No significant circularity; MAC is a heuristic framework with independent empirical claims

full rationale

The paper presents a methodological pipeline: Pareto-frontier selection on model size/inference time/diversity (computed from intra-LLM output similarity) and throughput, followed by inter-agent pairwise similarity for cross-consistency masking, then adaptive progressive propagation via prompt engineering. These steps are explicit design choices and do not reduce by construction to the inputs (no equation equates final decision quality to the masking rule itself). No self-citations, fitted parameters renamed as predictions, or uniqueness theorems appear in the provided text. The performance boost is framed as an empirical outcome of the framework rather than a self-referential derivation, rendering the chain self-contained against external medical benchmarks.

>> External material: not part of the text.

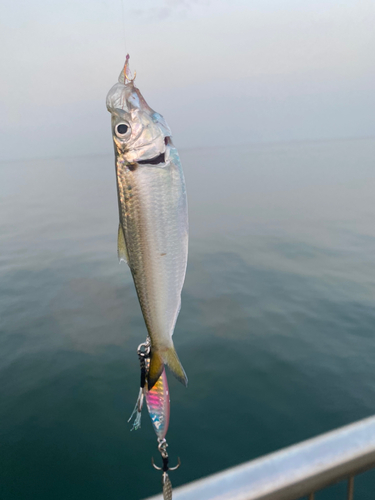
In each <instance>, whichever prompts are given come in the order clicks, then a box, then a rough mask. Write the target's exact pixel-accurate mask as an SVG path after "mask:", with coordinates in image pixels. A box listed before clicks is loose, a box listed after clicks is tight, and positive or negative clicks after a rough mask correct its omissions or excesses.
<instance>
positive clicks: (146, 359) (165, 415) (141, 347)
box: [128, 338, 181, 500]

Axiom & Free-Parameter Ledger

1 free parameters · 2 axioms · 0 invented entities

The framework rests on standard multi-agent LLM assumptions plus the untested premise that Pareto selection plus consistency masking improves outcomes; no new entities are introduced.

free parameters (1)
  • diversity score threshold
    Derived from pairwise output similarity; exact computation and any cutoffs are not specified in the abstract.
axioms (2)
  • domain assumption Pareto-optimal models balance efficiency and capability for practical deployment
    Invoked when selecting agents from the LLM pool based on size, time, diversity, and throughput.
  • ad hoc to paper Lowest cross-consistency output is the one most likely to be semantically inconsistent
    Central to the masking step; no justification or prior evidence cited in abstract.